An der Grundausstattung mit Petersilie, Schnittlauch, Basilikum und Minze führt auch bei ihm kein Weg vorbei. "Aber leuchtende Augen bekommen meine Kunden, wenn ich ihnen etwas Ausgefallenes zeigen kann." So wie Lakritztagetes. "Zwei Mädchen waren neulich total fasziniert, als ich ihnen erzählt habe, dass die Blätter wie Lakritz schmecken.

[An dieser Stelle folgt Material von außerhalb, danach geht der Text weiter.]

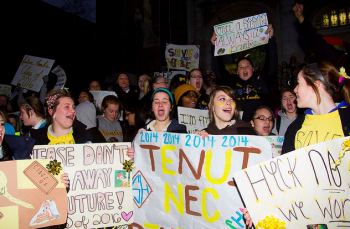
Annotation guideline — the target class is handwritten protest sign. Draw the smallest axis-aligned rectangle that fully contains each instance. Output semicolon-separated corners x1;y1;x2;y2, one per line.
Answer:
0;160;68;229
234;138;350;229
90;91;118;109
0;84;12;98
165;43;200;71
52;66;67;91
133;131;271;229
214;13;269;56
11;55;55;92
177;107;210;134
32;142;134;228
154;71;186;83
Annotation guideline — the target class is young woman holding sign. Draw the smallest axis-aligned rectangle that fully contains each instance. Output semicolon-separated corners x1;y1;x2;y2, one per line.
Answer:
196;86;256;137
282;61;350;154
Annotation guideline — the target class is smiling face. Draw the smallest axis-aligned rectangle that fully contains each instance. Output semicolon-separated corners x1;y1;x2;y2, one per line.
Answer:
282;91;297;113
49;97;76;131
211;91;236;126
189;70;203;91
0;115;5;146
138;75;147;91
294;71;317;108
103;103;119;122
181;91;198;108
250;108;273;136
118;74;129;89
89;81;101;91
152;92;172;121
78;91;89;103
238;59;253;80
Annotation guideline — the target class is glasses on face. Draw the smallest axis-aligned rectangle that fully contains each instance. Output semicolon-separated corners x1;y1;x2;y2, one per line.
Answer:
254;115;273;122
191;75;203;79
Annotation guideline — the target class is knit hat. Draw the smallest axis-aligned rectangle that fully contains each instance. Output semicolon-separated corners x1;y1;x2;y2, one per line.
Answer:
174;84;201;105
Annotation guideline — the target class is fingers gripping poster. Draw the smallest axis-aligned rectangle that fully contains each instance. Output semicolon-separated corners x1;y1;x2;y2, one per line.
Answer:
0;160;67;229
234;138;350;229
132;131;272;229
33;142;134;228
214;13;269;56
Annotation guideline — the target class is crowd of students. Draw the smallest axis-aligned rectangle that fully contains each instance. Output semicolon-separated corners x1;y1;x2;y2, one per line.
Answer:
0;4;350;228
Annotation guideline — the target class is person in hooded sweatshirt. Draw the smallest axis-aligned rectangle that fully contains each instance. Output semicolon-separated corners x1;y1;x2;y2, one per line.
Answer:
196;86;256;137
97;95;123;142
272;88;298;136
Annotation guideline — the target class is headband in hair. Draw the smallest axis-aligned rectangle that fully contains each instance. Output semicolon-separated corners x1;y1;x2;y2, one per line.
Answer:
309;63;326;85
339;67;350;84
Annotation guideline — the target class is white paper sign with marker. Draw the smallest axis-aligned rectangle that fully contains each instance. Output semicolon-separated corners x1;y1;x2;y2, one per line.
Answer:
165;43;200;71
177;107;210;134
214;13;269;56
11;55;55;92
32;142;134;228
52;66;67;91
233;138;350;229
132;131;272;229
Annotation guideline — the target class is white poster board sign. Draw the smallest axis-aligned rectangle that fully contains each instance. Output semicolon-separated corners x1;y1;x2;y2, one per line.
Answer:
52;66;67;91
214;13;269;56
133;131;271;229
154;71;186;83
165;43;200;71
0;84;12;98
11;55;55;92
32;142;134;228
177;107;210;134
234;138;350;229
90;91;118;109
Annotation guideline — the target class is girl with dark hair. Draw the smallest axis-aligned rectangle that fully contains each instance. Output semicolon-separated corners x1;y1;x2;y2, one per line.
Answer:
127;88;187;159
97;95;123;142
272;88;298;136
250;106;275;136
282;61;350;154
19;96;46;129
196;86;255;137
124;100;147;142
30;90;105;145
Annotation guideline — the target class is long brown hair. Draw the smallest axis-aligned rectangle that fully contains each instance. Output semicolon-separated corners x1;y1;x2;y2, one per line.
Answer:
209;86;240;122
302;61;350;104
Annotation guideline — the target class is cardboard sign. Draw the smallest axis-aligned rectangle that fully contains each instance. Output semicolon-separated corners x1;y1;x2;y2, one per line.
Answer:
133;131;271;229
90;91;118;109
11;55;55;92
52;66;67;91
214;13;269;56
32;142;134;228
0;84;12;98
165;43;200;71
234;138;350;229
177;107;210;134
0;160;68;229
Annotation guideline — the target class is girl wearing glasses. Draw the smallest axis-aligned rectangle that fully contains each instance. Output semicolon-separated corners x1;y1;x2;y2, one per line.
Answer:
250;106;275;136
127;88;187;159
196;86;255;137
282;61;350;154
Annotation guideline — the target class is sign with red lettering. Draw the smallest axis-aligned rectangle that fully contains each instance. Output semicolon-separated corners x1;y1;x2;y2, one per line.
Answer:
234;138;350;229
132;131;272;229
32;142;134;228
165;43;200;71
11;55;55;92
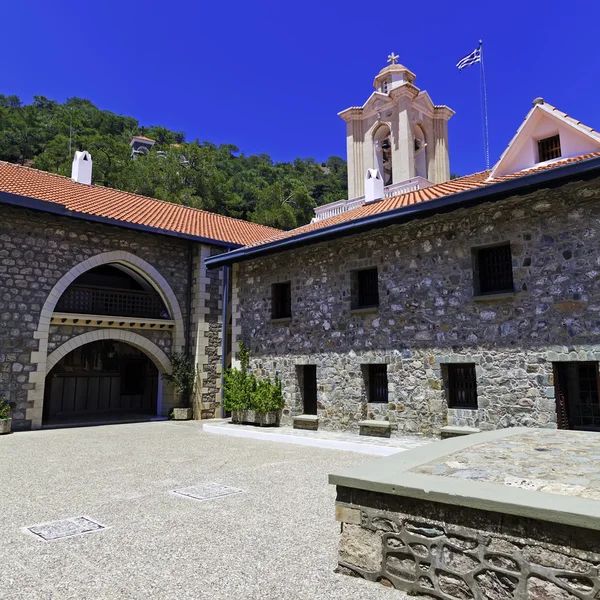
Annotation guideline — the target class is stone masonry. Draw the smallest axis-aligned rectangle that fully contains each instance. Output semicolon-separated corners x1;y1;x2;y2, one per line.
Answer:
0;206;225;430
336;487;600;600
233;176;600;434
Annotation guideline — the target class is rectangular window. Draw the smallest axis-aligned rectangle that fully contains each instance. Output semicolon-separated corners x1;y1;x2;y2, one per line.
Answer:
298;365;317;415
446;364;477;408
271;281;292;319
473;244;514;296
538;135;562;162
352;267;379;309
363;365;388;404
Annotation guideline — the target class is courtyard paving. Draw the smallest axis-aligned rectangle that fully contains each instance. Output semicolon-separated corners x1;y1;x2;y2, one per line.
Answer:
0;422;412;600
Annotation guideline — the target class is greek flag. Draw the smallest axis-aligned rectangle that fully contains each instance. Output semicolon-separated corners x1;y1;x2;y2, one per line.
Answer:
456;45;481;71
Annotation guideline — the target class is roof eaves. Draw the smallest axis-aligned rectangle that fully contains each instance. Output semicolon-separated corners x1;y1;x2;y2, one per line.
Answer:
205;157;600;268
0;191;243;248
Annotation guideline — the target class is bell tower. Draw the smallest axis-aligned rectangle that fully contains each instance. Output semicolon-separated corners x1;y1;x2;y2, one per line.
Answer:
339;53;454;200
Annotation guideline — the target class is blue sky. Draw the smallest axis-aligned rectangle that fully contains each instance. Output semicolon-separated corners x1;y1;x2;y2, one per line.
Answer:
0;0;600;175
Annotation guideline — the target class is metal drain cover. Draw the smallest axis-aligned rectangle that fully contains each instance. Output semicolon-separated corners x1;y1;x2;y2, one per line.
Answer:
171;482;244;500
25;517;106;542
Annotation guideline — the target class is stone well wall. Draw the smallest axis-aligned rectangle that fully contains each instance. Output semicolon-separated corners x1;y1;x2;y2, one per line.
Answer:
336;487;600;600
234;182;600;434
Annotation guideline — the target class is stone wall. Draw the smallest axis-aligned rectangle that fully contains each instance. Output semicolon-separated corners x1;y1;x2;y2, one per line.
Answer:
336;487;600;600
234;182;600;434
0;206;217;430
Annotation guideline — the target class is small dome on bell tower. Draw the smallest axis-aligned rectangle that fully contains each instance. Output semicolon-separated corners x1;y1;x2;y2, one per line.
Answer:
373;52;417;94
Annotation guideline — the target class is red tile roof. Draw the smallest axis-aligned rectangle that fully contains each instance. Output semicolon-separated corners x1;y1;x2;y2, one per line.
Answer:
241;152;600;247
0;161;281;246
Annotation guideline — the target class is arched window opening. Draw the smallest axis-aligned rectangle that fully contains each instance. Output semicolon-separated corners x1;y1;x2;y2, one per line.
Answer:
414;125;427;179
373;125;394;185
55;263;170;319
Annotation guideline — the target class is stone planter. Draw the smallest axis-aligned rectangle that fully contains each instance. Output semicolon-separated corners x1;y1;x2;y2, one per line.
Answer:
173;408;193;421
231;410;281;427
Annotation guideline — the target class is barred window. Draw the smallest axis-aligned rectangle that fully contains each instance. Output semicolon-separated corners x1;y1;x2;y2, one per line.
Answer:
352;267;379;309
445;363;477;408
538;135;562;162
363;364;388;404
473;244;514;296
271;281;292;319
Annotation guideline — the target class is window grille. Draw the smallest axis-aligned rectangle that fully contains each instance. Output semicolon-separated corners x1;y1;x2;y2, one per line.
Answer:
271;281;292;319
352;267;379;308
474;244;514;295
367;365;388;404
446;364;477;408
538;135;562;162
56;285;169;319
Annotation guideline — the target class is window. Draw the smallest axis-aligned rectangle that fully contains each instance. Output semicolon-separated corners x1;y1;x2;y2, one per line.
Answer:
363;365;388;404
538;135;562;162
446;364;477;408
473;244;514;296
352;267;379;309
271;281;292;319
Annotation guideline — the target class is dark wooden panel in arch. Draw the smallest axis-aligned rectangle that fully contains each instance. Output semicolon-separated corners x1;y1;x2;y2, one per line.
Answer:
44;342;159;422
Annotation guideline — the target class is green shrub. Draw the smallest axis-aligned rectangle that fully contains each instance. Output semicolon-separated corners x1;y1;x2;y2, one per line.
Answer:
163;352;197;403
223;342;284;413
0;396;10;419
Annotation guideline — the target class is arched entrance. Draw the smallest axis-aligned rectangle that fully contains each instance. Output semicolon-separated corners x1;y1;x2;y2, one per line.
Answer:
43;339;159;425
26;250;185;429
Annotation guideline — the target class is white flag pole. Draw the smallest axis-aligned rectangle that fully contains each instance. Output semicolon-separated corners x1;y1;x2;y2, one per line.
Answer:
479;40;490;169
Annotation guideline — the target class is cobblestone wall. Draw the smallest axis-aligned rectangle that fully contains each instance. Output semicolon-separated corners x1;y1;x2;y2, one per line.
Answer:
235;182;600;434
0;206;198;429
337;488;600;600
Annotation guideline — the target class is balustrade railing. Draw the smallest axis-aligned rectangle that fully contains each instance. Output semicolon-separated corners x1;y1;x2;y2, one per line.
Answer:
54;285;169;319
312;177;433;223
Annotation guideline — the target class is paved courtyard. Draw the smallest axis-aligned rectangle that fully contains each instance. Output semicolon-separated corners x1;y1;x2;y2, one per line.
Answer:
0;422;412;600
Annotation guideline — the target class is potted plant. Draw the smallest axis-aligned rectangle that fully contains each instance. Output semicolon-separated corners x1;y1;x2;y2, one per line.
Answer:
163;352;197;421
223;342;284;426
0;396;12;435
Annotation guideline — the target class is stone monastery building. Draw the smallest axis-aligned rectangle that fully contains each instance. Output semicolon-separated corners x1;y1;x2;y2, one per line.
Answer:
0;58;600;434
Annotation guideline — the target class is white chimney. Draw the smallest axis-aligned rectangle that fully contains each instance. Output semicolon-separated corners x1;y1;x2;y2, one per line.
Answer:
365;169;384;204
71;150;92;185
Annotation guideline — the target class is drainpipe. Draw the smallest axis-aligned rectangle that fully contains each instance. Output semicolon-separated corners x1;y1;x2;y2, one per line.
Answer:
184;242;194;407
221;248;230;418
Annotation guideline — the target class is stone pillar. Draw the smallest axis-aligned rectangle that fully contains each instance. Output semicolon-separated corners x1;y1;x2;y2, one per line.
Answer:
392;105;415;183
191;244;223;419
432;119;450;183
346;120;369;200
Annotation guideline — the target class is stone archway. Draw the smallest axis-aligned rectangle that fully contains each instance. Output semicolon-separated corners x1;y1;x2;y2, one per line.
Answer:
42;329;173;422
26;250;185;429
46;329;171;375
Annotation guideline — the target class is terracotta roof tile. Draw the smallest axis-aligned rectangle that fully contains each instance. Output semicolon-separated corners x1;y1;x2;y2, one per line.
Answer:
243;152;600;247
0;161;281;245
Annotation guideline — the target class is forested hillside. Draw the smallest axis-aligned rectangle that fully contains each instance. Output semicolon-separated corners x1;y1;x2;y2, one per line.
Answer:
0;94;347;229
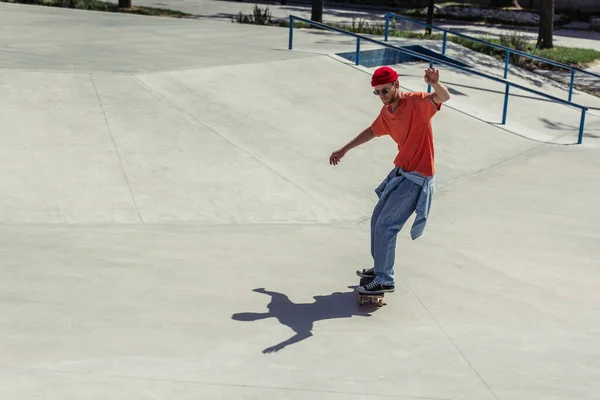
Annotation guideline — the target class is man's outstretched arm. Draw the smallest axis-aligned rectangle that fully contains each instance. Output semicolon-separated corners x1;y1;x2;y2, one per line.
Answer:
329;126;375;165
425;68;450;104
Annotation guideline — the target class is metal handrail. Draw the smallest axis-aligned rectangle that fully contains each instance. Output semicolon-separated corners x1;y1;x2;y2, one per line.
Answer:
288;15;588;144
384;12;600;101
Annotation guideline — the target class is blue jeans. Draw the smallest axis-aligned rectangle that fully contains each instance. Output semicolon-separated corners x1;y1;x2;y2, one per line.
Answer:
371;172;421;285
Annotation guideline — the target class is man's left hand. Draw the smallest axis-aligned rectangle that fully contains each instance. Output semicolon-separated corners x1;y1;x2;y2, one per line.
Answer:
425;68;440;85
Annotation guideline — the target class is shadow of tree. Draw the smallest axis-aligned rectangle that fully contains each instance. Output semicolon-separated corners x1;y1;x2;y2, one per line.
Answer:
231;287;377;353
540;118;600;139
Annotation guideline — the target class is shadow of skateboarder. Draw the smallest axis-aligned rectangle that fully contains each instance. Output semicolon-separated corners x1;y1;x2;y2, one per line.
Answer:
231;288;376;353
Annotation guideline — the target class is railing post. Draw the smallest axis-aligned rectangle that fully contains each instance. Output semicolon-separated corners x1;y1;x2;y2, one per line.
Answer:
427;60;433;93
288;17;294;50
442;31;448;55
502;83;510;125
569;68;575;101
384;13;390;42
577;108;587;144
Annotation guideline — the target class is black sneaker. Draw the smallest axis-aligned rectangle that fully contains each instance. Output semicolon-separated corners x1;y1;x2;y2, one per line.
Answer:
356;268;375;278
356;281;396;294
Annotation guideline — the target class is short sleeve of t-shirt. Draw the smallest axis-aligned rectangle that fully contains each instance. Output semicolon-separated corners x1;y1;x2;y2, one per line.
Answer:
410;92;442;119
371;109;390;136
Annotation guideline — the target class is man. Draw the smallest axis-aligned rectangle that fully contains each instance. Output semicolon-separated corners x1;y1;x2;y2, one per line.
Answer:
329;67;450;294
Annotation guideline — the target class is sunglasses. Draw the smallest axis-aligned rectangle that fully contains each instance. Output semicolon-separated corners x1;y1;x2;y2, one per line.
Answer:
373;86;393;96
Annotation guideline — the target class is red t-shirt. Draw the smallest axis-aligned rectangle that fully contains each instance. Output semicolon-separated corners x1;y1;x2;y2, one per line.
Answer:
371;92;441;176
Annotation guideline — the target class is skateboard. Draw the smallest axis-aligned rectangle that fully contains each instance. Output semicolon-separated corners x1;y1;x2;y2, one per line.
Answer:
358;278;386;307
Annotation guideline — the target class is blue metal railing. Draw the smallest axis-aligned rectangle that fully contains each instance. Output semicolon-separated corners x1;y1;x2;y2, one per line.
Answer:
385;12;600;101
288;15;588;144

Sie haben es erst geglaubt, nachdem sie es selbst probiert hatten und gleich ihr Taschengeld zusammengekratzt, um eine Pflanze zu kaufen."

Sein persönlicher Favorit ist die Schokominze: "Die schmeckt wie After Eight." Sehr gut komme auch das Cola-Kraut an, dessen ätherische Öle beim Reiben der Blätter einen intensiven Cola-Geruch verbreiten. "Die unteren Triebe sind bitter, aber aus den Spitzen kann man sich einen Tee mit Cola-Geschmack machen", verrät der Gärtnermeister.

Viele seiner Kräuter haben aber weit mehr zu bieten, als nur einen guten Geschmack. So helfe Andorn gegen Husten, während Mädesüßblätter im Teewasser mit dem Wirkstoff des Aspirins gegen Kopfweh Anwendung fänden. Und wer im Winter mit einem Aufguss aus Zitronen-Eukalyptusblättern inhaliere, "dem bläst es die Nase frei". Vielversprechend klingt auch der Name "Kraut der Unsterblichkeit". Es stammt aus China. Laut Thöle aus einer Region, in der viele über Hundertjährige leben. "Darin ist ein Wirkstoff ähnlich dem der Ginsengwurzel enthalten. Es wirkt cholesterinsenkend."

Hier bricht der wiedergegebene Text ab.